Holding out for a Hero

I don’t remember having a lot of heroes as a kid. Most of those I did have were fictional characters from books – characters from the bildungsroman fantasy I enjoy so much. But I did have Gerald Durrell. All through my childhood, what I remember wanting most to be when I grew up was Gerald Durrell. Upon reaching the age where I realised that I couldn’t grow up into another person, I wanted to be a naturalist. The idea of collecting animals and birds for zoos, of helping in the conservation effort, of being part of that revolution thrilled me. And later, as I realised that that might be unattainable, I still wanted to be like Gerald Durrell, as a raconteur, a story-teller, a writer.

I am not going to write you even a potted history of Gerald Durrell here now this morning. I am not here for history lessons. If what I say about him interests you, appeals to you, I encourage you whole-heartedly to look him up. Don’t just look him up on Wikipedia – discover the man as I did, all those years ago, through his own words, in his books. My Family and Other Animals was always one of my absolute favourites, and I can’t but recommend it.

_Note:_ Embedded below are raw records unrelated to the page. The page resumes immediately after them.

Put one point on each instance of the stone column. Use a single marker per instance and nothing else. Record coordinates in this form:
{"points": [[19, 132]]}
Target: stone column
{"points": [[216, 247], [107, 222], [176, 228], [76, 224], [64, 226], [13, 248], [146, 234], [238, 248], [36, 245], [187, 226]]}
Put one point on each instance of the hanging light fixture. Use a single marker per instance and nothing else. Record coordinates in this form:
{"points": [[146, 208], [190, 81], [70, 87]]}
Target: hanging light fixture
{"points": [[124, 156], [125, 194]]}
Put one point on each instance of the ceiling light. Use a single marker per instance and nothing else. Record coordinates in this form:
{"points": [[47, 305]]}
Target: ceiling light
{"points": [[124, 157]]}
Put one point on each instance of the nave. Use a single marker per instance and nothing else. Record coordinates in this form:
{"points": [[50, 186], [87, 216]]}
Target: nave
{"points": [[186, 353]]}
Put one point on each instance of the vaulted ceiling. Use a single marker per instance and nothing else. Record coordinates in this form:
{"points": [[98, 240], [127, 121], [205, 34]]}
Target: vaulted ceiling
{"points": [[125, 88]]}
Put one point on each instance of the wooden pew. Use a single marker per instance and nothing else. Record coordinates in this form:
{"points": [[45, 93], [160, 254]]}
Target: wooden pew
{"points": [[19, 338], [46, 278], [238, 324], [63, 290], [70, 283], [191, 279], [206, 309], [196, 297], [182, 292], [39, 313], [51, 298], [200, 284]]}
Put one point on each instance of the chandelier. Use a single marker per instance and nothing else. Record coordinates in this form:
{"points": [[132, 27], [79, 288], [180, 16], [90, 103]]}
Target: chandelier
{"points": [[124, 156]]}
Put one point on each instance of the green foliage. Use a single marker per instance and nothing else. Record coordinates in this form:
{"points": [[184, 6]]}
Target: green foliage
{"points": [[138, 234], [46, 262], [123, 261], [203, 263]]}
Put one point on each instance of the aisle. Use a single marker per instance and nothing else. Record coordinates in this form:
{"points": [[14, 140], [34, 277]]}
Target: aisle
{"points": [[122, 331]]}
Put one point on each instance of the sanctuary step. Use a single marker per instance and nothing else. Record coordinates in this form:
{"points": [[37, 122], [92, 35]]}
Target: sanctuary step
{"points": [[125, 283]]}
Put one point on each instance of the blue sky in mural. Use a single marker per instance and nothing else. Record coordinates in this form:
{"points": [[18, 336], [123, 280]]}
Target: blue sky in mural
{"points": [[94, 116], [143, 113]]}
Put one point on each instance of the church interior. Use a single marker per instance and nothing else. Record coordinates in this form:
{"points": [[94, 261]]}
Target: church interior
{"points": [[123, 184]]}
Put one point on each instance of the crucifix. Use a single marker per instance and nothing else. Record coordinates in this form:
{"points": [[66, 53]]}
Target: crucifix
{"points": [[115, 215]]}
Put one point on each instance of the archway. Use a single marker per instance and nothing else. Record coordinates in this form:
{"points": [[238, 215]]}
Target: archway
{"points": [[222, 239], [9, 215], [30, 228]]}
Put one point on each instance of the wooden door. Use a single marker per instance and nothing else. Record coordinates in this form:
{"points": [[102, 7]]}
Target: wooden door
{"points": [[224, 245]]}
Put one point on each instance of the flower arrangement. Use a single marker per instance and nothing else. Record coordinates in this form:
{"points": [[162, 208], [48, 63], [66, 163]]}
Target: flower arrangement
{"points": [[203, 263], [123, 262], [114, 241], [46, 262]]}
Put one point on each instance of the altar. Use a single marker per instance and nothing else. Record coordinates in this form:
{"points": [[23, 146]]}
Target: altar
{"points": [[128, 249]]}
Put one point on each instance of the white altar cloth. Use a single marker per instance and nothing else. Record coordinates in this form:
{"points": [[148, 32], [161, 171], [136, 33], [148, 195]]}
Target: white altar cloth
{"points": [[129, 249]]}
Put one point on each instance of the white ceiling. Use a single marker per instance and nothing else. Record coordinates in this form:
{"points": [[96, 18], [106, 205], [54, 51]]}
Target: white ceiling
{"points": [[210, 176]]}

But now, having said all that, back to the meat of today’s sermon. He shaped a lot of me today. Someone asked me yesterday what I admired most about him. My answer was that he went out there into the world, knowing what he wanted, and he did everything in his power to make it happen. And he got there. His dreams came true.

He had a dream that everyone said was impossible – to found a zoo, built on the principles first and foremost of conservation. And he went out into the world, he caught animals in order to start breeding programmes in zoos, in order to fund this dream. He kept the beginnings of his zoo in a suburban house on the South Coast while he looked for a place to found his zoo. And as he was coming to the end of his tether, the place fell into his lap, and Jersey Zoo was born.

I don’t want to be an author. I’ve never wanted what I write to be pored over, studied, and pecked to bits for literature exams. I want it to be story-telling. I want it to be fun, a little bit crazy, and heartfelt. Every so often, as my passions start to wane, and I start to believe that what I want, what I really, really want is impossible – by which I mean really, really impossible, and not just that shade of very unlikely that everyone considers impossible – Gerald Durrell comes along, and points out to me that the impossible can really be done.

And he has the advantage over the fictional characters I always place so much of my faith in, because he existed. There’s no magic, no narrative happy endings. Just good hard work, impossible dreams, story-telling at its best, and a whole lot of chance. Its hard not to love all that. I have been visiting and revisiting Gerald Durrell’s life and books now for more than twenty-five years. He is still a great source of inspiration.

For those interested, there is a book called The Durrells of Corfu, by Michael Haag, which I would recommend in a heartbeat. Anything by Gerald Durrell is a fantastic read. Gerald’s Older brother Lawrence Durrell was also a writer, but I have to admit never having gotten into his books.